Le genre de femme qui intéresse au cinéma, mais qui, dans la vie, lasse assez vite : femme à histoires et compliquée…
Mon image favorite : Monica Vitti contre un mur, les bras croisés, muette, laissant son visage transcrire les oscillations de son âme. Au spectateur de les percevoir et de leur donner un nom : tristesse, nostalgie, incompréhension, solitude… Quand on la voit ainsi, perdue comme une enfant, on voudrait la prendre dans ses bras et lui dire, à la suite du poète, qu’un ciel peut être bleu…
D’autant plus que – c’est un autre décalage -, Monica Vitti, si torturée dans les films d’Antonioni, donne toutes les apparences d’une femme faite pour une vie légère et facile… pour la dolce vita !

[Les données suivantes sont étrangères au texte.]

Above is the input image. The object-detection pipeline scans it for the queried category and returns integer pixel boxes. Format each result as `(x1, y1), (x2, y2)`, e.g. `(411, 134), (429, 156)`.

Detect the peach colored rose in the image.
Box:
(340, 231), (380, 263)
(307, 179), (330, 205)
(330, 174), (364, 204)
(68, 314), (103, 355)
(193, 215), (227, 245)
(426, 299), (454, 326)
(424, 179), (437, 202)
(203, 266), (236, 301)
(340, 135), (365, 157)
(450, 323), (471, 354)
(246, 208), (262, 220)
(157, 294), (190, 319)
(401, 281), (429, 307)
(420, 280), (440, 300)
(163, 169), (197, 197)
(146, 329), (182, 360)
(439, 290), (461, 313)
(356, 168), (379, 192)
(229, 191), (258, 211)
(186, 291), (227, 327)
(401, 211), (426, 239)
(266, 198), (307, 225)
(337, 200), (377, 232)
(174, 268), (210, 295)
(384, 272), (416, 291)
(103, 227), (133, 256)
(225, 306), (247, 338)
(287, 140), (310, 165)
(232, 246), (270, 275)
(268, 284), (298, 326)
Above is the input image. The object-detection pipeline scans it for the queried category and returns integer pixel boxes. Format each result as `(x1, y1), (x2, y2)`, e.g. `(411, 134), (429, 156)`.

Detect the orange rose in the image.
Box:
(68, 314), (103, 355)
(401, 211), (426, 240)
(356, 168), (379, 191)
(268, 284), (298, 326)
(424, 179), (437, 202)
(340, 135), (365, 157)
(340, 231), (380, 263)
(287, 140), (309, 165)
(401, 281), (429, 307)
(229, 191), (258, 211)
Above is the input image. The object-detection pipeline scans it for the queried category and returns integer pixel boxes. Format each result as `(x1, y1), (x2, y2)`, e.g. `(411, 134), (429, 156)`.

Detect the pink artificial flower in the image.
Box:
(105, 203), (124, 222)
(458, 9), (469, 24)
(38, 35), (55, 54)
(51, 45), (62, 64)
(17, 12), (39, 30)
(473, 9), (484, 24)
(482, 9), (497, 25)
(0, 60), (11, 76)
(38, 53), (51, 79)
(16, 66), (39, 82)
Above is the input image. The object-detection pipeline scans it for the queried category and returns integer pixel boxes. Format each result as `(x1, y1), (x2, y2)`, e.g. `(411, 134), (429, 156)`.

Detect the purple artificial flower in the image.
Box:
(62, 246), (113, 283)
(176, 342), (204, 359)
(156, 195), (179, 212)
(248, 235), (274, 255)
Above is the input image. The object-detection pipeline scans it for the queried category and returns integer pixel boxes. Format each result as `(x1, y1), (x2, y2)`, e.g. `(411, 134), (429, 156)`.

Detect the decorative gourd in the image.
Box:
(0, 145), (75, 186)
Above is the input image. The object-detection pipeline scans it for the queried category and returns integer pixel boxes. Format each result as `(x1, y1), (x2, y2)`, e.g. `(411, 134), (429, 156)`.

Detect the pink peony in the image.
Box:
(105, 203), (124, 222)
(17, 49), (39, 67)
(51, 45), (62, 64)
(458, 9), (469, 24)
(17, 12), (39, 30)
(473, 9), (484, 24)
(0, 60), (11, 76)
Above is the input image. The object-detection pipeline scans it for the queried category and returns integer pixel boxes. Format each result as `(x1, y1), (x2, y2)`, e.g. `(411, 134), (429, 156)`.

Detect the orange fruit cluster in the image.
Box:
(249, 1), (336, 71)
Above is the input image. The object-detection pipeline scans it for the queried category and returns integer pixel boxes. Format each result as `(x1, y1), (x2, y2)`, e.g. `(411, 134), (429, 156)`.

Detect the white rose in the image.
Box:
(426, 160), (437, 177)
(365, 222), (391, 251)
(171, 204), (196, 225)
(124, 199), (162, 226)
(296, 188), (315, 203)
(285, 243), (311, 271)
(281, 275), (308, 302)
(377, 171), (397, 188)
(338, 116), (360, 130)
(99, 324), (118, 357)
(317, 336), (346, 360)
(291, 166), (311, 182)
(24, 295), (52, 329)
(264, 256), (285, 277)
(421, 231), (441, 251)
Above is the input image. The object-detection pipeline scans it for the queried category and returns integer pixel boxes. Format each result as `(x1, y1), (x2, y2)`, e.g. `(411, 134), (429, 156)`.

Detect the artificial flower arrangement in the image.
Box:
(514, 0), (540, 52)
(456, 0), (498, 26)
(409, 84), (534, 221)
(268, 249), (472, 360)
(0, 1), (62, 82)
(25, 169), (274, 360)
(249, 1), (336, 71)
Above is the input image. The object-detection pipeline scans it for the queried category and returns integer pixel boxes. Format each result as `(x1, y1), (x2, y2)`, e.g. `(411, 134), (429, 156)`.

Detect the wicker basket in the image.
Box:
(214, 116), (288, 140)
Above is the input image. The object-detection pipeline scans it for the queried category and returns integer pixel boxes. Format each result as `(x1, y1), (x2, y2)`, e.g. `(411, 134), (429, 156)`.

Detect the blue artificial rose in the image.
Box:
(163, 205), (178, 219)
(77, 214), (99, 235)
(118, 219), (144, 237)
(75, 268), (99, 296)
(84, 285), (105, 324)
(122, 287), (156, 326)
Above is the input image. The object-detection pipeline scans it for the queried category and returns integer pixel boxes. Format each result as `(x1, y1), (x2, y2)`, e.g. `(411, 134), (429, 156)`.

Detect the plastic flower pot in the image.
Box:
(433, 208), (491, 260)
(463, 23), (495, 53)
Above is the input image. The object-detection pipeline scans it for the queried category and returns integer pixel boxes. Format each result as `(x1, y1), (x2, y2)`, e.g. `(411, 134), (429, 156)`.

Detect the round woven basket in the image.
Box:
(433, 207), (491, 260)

Antonioni l’a-t-il fait jouer à contre-emploi ou était-elle dans la vie comme elle est à l’écran ? Peu importe après tout puisque, comme le disait Truffaut, « le cinéma, c’est mieux que la vie ».
Sophia Loren, le rêve de chair
Combien d'adolescents ont connu leurs premiers émois en contemplant son image au cinéma ou dans les magazines ? Sa beauté n'est pas classique : la bouche, les dents, le nez... sont trop grands. Un peu plus et elle tombait dans la caricature fellinienne. Une partie de son pouvoir vient justement de ce qu'elle frôle la limite mais ne l'enfreint pas. L'harmonie est malmenée, mais elle est préservée. Miracle fragile qui fait de Sophia Loren une incarnation très singulière de la féminité.
Les autres sont d'abord des visages (Greta Garbo, Gene Tierney...) ou des allures (Grace Kelly, Audrey Hepburn...); elle est aussi un corps. Elle n'imaginait pas sa vie sans enfants. Alors, elle va interrompre deux fois sa carrière et prendre le risque d'affronter des grossesses difficiles. Elle élève ses fils en mamma italienne - aimante et possessive. Mère, mais aussi maîtresse. Elle fut longtemps celle du réalisateur Carlo Ponti avant de pouvoir enfin l'épouser. Sa séduction naît d'un mélange d'animalité et de sophistication : coiffure apprêtée, maquillage élaboré, tenues suggestives, elle frôle une autre limite (et, celle-là, l'enfreint parfois), celle de la vulgarité.
Comment vieillir quand on a été une image de la beauté ? Il y a la dérobade courageuse de Garbo; il y a l'acceptation élégante d'Audrey Hepburn. En recourant aux illusions de la chirurgie esthétique, Sophia Loren a choisi la pire des solutions. Mais il faudrait manquer de coeur pour oser le lui reprocher.